Hier encore, elle était sortie à plusieurs reprises dans la journée pour repousser physiquement l’attaque des invertébrés. Qu’en serait-il aujourd’hui ? Le huitième jour de pluie consécutif attaquait son moral, accusait sa lassitude, et lui donnait envie de rester lire au coin du feu. Elle choisit un livre, et plongea dans les réflexions contemplatives du journal de Henry David Thoreau, pour se distraire en écoutant le chant du poète s’extasier des conversations du grillon et du goût du gland, retrouver malgré les fâcheries un chemin pour communier avec la nature et effacer une journée grise vouée à rechercher des alternatives pour remédier à la démoralisation.

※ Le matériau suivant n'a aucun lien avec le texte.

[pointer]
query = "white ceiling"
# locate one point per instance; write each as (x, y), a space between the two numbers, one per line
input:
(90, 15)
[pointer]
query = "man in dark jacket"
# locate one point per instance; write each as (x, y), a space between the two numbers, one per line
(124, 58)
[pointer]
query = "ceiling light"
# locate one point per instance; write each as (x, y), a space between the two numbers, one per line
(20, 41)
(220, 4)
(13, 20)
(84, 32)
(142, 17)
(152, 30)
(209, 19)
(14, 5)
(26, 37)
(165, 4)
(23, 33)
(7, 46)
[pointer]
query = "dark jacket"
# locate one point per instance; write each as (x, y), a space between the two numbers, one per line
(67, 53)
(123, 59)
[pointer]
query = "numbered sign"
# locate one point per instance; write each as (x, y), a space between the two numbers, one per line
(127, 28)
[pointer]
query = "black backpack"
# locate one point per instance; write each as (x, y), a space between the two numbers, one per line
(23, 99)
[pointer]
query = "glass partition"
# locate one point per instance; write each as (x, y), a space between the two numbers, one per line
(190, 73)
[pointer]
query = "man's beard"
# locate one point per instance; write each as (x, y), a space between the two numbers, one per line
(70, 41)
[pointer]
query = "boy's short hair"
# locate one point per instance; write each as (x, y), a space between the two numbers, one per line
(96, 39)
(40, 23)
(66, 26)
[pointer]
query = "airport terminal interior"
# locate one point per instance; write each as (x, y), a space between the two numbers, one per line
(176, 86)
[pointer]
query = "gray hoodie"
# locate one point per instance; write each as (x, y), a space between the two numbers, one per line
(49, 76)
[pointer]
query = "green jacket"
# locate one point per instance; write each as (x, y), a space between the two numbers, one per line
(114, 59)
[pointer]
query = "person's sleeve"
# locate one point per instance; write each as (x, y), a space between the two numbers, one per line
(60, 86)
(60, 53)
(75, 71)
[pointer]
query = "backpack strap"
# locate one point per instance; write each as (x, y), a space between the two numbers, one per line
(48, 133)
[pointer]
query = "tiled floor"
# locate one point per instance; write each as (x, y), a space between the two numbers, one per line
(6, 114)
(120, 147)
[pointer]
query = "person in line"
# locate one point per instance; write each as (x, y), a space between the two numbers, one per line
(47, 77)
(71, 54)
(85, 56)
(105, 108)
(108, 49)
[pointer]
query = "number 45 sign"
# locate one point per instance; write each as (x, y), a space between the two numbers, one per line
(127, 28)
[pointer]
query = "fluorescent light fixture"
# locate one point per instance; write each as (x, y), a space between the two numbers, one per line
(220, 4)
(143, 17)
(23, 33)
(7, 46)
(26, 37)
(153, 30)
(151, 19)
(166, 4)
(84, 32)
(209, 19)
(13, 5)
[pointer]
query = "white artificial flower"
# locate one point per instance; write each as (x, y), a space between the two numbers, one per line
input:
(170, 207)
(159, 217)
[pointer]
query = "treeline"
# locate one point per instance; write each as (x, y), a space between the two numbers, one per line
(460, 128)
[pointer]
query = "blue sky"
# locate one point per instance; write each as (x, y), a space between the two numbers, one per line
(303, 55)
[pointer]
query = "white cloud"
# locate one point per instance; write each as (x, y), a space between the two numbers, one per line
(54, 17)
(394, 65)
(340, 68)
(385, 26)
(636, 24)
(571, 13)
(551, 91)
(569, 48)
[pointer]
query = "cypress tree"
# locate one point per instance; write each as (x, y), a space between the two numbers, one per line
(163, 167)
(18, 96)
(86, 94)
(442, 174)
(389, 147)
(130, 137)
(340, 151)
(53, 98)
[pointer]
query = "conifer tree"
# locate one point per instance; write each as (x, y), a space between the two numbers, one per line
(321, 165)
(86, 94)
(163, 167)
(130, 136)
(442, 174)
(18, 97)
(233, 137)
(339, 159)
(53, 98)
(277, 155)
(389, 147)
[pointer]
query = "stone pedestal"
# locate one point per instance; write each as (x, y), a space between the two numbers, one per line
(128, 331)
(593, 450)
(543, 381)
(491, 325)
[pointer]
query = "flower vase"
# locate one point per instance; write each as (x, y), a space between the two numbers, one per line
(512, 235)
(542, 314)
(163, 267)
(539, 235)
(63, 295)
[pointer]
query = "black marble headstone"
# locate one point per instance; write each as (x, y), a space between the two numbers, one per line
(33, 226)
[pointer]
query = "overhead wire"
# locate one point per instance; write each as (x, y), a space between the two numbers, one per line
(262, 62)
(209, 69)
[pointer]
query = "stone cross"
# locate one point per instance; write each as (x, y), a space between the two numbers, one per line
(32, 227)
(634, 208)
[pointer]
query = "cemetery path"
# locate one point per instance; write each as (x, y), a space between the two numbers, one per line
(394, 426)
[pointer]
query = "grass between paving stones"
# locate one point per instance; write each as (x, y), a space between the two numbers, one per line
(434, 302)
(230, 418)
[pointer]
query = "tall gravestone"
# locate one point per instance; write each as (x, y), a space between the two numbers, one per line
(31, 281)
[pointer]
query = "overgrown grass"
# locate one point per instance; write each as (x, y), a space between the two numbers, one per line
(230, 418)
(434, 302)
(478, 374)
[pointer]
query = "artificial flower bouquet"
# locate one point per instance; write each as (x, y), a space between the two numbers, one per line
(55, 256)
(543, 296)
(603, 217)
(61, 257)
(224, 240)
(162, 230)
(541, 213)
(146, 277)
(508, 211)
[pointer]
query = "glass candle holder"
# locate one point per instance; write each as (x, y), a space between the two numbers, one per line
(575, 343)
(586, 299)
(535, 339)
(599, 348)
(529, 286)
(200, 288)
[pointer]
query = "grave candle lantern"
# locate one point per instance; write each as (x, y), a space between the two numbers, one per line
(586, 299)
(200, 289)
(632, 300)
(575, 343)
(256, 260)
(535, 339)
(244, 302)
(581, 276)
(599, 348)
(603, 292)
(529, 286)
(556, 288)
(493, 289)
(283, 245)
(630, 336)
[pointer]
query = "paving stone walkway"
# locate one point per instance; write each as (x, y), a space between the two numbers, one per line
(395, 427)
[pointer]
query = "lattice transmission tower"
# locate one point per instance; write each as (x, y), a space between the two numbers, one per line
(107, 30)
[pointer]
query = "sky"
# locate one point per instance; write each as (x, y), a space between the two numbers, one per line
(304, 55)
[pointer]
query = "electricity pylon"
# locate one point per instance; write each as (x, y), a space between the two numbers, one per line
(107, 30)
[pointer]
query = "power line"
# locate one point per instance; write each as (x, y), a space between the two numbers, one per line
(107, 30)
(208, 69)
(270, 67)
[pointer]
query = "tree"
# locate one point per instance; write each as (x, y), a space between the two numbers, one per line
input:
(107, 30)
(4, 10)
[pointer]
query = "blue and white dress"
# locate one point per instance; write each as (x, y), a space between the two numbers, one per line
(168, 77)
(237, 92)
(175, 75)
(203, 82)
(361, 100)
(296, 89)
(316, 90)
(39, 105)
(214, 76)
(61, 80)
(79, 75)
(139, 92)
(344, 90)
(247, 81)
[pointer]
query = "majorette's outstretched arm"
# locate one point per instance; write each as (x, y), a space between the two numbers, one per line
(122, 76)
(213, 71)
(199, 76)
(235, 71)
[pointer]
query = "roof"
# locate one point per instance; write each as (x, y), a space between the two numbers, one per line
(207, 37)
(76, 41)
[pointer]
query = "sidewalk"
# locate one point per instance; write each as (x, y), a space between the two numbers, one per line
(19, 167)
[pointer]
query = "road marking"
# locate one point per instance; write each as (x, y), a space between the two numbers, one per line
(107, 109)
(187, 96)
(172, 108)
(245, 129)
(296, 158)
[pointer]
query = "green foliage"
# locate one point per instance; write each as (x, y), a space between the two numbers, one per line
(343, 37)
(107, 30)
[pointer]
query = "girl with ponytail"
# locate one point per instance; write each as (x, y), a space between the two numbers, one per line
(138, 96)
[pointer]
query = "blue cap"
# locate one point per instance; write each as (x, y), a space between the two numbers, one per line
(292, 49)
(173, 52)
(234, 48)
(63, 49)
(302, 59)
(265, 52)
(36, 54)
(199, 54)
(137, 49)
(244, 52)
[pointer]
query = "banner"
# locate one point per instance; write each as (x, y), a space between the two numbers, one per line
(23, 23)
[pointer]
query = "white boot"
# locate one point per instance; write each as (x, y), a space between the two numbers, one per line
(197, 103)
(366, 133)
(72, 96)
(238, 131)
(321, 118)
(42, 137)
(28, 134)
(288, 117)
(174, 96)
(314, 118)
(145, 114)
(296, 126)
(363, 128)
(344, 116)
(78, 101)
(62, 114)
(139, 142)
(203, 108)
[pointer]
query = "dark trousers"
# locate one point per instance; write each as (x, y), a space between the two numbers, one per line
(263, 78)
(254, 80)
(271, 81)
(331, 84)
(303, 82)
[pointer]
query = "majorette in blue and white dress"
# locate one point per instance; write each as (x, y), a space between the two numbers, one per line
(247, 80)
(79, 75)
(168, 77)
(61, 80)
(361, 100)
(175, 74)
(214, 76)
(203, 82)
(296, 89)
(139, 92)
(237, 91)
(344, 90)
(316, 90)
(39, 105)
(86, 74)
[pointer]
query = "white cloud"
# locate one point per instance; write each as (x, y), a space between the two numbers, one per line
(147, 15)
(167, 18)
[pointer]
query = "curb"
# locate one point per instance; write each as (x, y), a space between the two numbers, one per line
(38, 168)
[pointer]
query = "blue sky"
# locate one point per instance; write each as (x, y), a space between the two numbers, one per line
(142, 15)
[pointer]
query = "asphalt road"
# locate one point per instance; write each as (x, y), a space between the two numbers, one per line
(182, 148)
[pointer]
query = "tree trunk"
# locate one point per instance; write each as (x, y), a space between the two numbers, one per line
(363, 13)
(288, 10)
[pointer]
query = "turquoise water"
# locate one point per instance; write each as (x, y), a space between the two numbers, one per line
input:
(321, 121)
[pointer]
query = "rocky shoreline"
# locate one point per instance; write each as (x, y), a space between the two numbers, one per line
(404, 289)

Il faisait nuit quand Manon finit par mettre le nez dehors. Elle répondait maintenant aux cris des plantes à l’agonie, sensible enfin au massacre silencieux qui se tramait dehors. Avec ses gants et une assiette, elle épouilla d’abord les salades, les choux, puis tout le reste, portant le butin dans un tas de cendre à l’autre extrémité du terrain. Le lendemain, la pluie, le vent comme la veille, mais cette fois Manon, dés sept heures, à quatre pattes, attrape les limaces, exécute les même gestes, récolte des grappes entières, essuie les crottes et les traces des forfaits. L’hécatombe s’évaluera plus tard, quand on pourra replanter, ou lors de la récolte, avec les pertes et les déceptions. Manon regarde ce qu’il reste à faire. Il faudrait couper l’herbe, au moins en bordure. Mais déjà sous la pluie, Manon a froid, elle rentre pour se poster derrière la baie vitrée, regarder la pelouse réclamer sa tonte et les limaces qui n’en finissent pas de passer. De guerre lasse, elle finira son livre au coin du feu. Thoreau lui racontera la beauté du gel et elle s’enchantera par procuration bien au chaud, face au foyer.